São Paulo – O Ministério Público Federal (MPF) entrou com ação no Supremo Tribunal Federal (STF) para que o crime de submeter alguém à condição de trabalho análogo à escravidão seja considerado imprescritível. Ou seja, sem prazo para estabelecer punição. O crime está previsto no artigo 149 do Código Penal. A Procuradoria pede ainda concessão de liminar para que tribunais e juízes se abstenham de declarar prescrição até que o mérito seja julgado.

A Arguição de Descumprimento de Preceito Fundamental (ADPF) ajuizada no STF teve colaboração do Ministério Público do Trabalho (MPT). A Procuradoria lembra que no ano passado as operações resgataram 2.575 pessoas da situação de trabalho análogo à escravidão. Neste ano, até 2 de março, foram 918, crescimento de 124% sobre igual período de 2022. O MPF argumenta que a “frequente prescrição desses delitos”, algo incompatível com as normas internacionais, tem impacto direto no combate à prática, além de estimular a sensação de impunidade.

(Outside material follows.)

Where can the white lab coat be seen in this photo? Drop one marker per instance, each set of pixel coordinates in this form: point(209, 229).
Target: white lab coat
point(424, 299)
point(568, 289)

Recentemente, o caso das vinícolas gaúchas teve grande repercussão.

Até oito anos

Pelo artigo 149, reduzir alguém à condição análoga à de escravo – com trabalho forçado, jornada exaustiva, condições degradantes, restrição da locomoção ou dívida – prevê pena de dois a oito anos de reclusão. A pena é aumentada 50% se o crime for cometido contra criança e adolescente ou por motivo de preconceito (de cor, raça, etnia, religião ou origem). No entanto, a prática mostra impunidade para esse tipo de crime.

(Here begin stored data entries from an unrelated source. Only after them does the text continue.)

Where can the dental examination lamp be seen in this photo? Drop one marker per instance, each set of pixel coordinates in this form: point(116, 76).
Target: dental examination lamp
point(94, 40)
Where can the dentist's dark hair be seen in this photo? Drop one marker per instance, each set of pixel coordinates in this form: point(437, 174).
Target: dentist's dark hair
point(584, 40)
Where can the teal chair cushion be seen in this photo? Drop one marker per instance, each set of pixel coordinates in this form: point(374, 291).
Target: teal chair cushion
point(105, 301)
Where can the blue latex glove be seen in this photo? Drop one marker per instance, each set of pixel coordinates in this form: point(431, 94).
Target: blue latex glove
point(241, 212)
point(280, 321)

“A persistência da escravidão e de suas formas análogas, enquanto grave violação do arcabouço constitucional e internacional existente, denota um cenário de proteção insuficiente”, afirma na ação o procurador-geral da República, Augusto Aras. Assim, o crime deve ser inserido no contexto de graves violações de direitos humanos, que são imprescritíveis pelo entendimento do Direito Internacional. Nesse sentido, fixar limite de tempo para a punição pelo Estado, para esse tipo de crime, representaria violação a preceitos fundamentais como dignidade humano e valor social do trabalho, entre outros.

Práticas abusivas

“O estado ou a condição de um indivíduo refere-se tanto a uma situação jurídica como a uma situação fática, isto é, é dispensável um documento formal ou uma norma jurídica para comprovação do fenômeno. Existe uma estreita relação entre as distintas práticas abusivas conceituadas como escravidão. A inter-relação entre estas condutas pressupõe que um mesmo fato pode ser qualificado sob distintos conceitos e que, em nenhum caso, são excludentes entre si”, sustenta o MPF.

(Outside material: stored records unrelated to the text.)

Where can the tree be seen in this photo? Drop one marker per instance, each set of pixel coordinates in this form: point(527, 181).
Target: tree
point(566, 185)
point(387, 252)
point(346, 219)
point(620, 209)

Ainda na ação, a Procuradoria cita decisões da Corte Interamericana de Direitos Humanos, que “reconheceu em diversas ocasiões ser inadmissível a incidência da prescrição” em investigações e eventuais punições por graves violações de direitos humanos. Em 2016, a Corte condenou o Brasil por prática de trabalho escravo na Fazenda Brasil Verde, no Pará.

“A necessidade de punir exemplarmente a escravidão ainda é medida de reparação histórica, sobretudo, quando, mesmo 134 anos após a abolição formal da escravização de pessoas no país, a realidade comprova a persistência de formas de escravidão contemporâneas, a atingir setores mais vulneráveis por fatores históricos, sociais, econômicos, migratórios, étnicos, raciais e de gênero”, afirma ainda o MPF.